Патриархальное общество, в котором отсутствуют развитые экономические классы, могло быть дифференцировано только по возрасту, по принципу старший-младший. Их отношения регулировались одной из центральных в традиционной китайской культуре категорией «сяо» (сыновняя почтительность). Нынешние представления о поколениях китайских руководителей можно представить в качестве одной из интерпретаций «сяо». В авторитарной системе, выросшей из традиционного конфуцианского общества, только смена поколений позволяла, сохраняя преемственность, открыть простор инициативе и инновациям. Поэтому важным условием институализации преемственности было создание КПК непрерывной системы подготовки кадров высшего звена — нового поколения руководителей.

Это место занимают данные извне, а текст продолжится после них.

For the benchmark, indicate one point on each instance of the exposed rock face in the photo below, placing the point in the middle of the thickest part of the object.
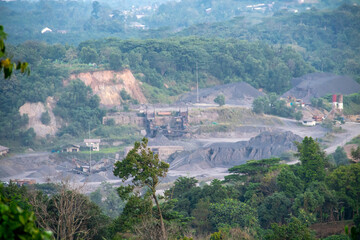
(265, 145)
(108, 84)
(34, 112)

Два Генеральных секретаря ЦК — Ху Яобан и Ху Цзиньтао — были в свое время первыми секретарями ЦК КСМК, хорошо знали условия становления и взгляды нового поколения, имели возможность политического и профессионального роста вместе с ним. Партийно-политический опыт Ху Яобана, возглавившего практическое проведение реформ на рубеже 1980-х годов, в значительной степени способствовал формированию представления о поколениях руководителей КПК как о новом уровне идейно-организационного единства.

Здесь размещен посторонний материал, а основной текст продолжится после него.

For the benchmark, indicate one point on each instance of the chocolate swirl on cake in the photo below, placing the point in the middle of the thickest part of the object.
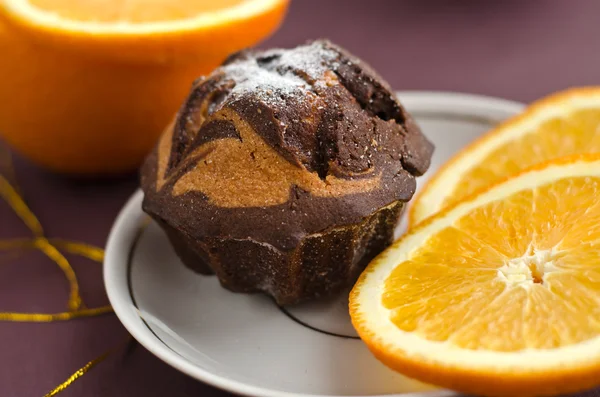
(285, 171)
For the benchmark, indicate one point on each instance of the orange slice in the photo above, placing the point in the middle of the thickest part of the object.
(497, 295)
(563, 124)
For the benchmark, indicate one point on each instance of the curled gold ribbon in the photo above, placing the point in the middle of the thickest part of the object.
(52, 249)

Важным следствием процедуры прижизненного поиска и подготовки преемников стало особое разделение властей между поколениями, где принятие стратегических решений осталось за обладавшими бесспорным авторитетом ветеранами. Впоследствии из этого механизма выросла традиция опеки представителей нового поколения руководства, которая проявляется в отборе и постепенном введении в состав высших органов власти вероятных преемников. Роль индивидуальной работы и личных связей в этой работе чрезвычайно велика. Все генеральные секретари ЦК КПК, начиная с Ху Яобана и до Ху Цзиньтао, обязаны своей карьерой вниманию и симпатиям Дэн Сяопина. Традиция личных поручительств и рекомендаций, воплощающих определенные гарантии нравственности кандидата, на протяжении столетий существовала в императорском Китае в качестве обязательного условия для сдачи государственных экзаменов на занятие чиновничьих должностей.

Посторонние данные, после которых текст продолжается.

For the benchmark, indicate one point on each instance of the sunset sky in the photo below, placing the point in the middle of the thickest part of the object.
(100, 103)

Партийная (или, как сейчас бы сказали, корпоративная) принадлежность — неотъемлемая черта такого механизма. Она создает благоприятные условия для самостоятельного карьерного роста. Но принадлежность к корпорации через родственные и семейные связи не является предосудительной, если действуют общие, единые для всех профессиональные критерии. Скорее, она укрепляет авторитет власти, подчеркивая ее способность к здоровому воспроизводству.
Однако тщательно отработанный регламент внутриэлитного отбора сам по себе не способен заменить особых процедур поддержания отношений власти с народом, которые бы обеспечивали его поддержку, ограничивая в то же время непосредственное участие масс в реальном политическом процессе.
Ключевым элементом институализации обновления власти является легитимизация нового поколения. В идеократическом, авторитарном государстве легитимным
70
лидером мог стать только тот, кто внес свой, уникальный вклад в идейно-теоретическую платформу партии, т. е. принял участие в формулировании общественно значимой цели. На начальном этапе Дэн Сяопин мог непосредственно делиться своей легитимностью с высшими партийными и государственными чиновниками, просто выдвигая их на руководящие посты. Но этот способ был ограничен во времени. Еще при Мао Цзэдуне КПК отстояла право на существенные коррективы марксистской идеологии, получившие известность как «идеи Мао Цзэдуна». Зафиксированные в партийных документах «идеи Мао Цзэдуна», а затем теория «строительства социализма с китайской спецификой» Дэн Сяопина, канонизировавшие лидеров, одновременно задавали строгие идеологические ориентиры не только для текущей политики, но и на перспективу — следующему поколению. Они и послужили примером для процедуры идейной легитимизации преемников. Идея «тройного представительства» Цзян Цзэминя, а затем концепция «гармоничного социалистического общества» и «научный взгляд на развитие» Ху Цзиньтао были уже частью процедуры преемственности, выводя их авторов в число высших партийных авторитетов и легитимизируя их политический курс. Верность этому курсу обеспечивается регулярными идейно-воспитательными и пропагандистскими кампаниями, проводимыми как внутри КПК, так и в обществе в целом.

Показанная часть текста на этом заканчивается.